Après des mois de retard, le royaume poursuit sa campagne avec huit millions de doses en stock. Premier constat : la pandémie commence à fléchir.
Dès l'apparition du premier cas du nouveau coronavirus au Maroc, à Casablanca, la capitale économique, le roi du Maroc n'a ménagé aucun effort pour favoriser la santé des Marocains, devant celle de l'économie du pays : lancement d'un fonds spécial Covid-19 (plus de 34 milliards de dirhams (DH) de cotisations), commandes anticipées de chloroquine et soutien à l'économie souterraine (plus de 5 millions de ménages aidés). Et les initiatives royales ne s'arrêtent pas là… La dernière en date : le souverain chérifien de 57 ans s'est fait vacciner au palais de Fès. Il a ainsi montré l'exemple face à la caméra et donné le top départ de la campagne de vaccination des 35 millions de Marocains dès le jeudi 28 janvier dernier. En parallèle, les autorités sanitaires et le gouvernement ont dû rassurer les citoyens et répondre à leurs interrogations afin de dissiper les doutes et rumeurs qui entouraient les livraisons des doses, le nombre de doses ou encore l'efficacité des vaccins choisis.

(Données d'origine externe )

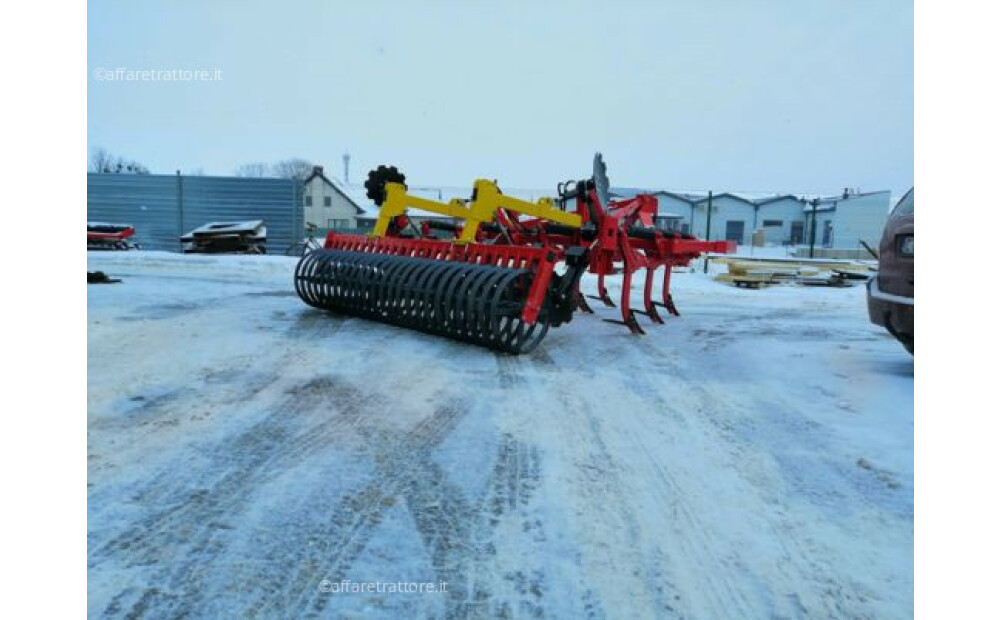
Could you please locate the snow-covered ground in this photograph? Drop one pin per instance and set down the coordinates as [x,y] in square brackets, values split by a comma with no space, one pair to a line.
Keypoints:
[750,459]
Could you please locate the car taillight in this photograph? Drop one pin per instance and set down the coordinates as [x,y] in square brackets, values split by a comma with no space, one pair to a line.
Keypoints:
[906,246]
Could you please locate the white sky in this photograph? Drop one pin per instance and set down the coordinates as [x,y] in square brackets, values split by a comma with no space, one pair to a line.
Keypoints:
[767,95]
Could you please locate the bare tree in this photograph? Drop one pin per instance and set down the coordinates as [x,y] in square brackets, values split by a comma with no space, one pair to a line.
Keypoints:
[102,161]
[293,168]
[253,169]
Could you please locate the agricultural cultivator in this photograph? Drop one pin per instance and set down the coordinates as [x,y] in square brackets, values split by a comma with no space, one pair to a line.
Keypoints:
[507,272]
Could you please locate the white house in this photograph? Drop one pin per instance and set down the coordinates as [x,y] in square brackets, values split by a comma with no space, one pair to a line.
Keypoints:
[326,205]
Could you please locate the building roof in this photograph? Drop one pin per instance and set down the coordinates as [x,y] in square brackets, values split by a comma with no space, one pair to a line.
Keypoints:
[726,195]
[766,201]
[683,197]
[318,173]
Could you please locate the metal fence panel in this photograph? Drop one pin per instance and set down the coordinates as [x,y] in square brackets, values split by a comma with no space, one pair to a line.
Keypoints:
[163,207]
[148,202]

Une campagne sur fond de polémiques
Alors que le Maroc a été parmi les premiers pays ayant annoncé la date du lancement de la campagne de vaccination anti-Covid19 pour la 2e et la 3e semaine de décembre 2020, le retard de livraison a longtemps alimenté la polémique dans le pays. Hamid M., 69 ans, père de famille, infecté au Covid-19 en mai 2020 puis rétabli, redoute de rechuter. « Je ne vous cache pas mon inquiétude, j'espère que l'État tiendra ses promesses. C'est ce que révéleront les prochains jours, cruciaux à mon sens. »
L'inquiétude n'est pas seulement ressentie auprès des seniors. Halima J., 35 ans, n'en sait pas plus que Hamid, même si elle travaille en tant qu'infirmière au Croissant-Rouge de Tanger. « Je suis entourée de personnes qui travaillent dans la santé mais, franchement, tout le monde est confus, je prie chaque nuit le bon Dieu pour que le pire soit évité. »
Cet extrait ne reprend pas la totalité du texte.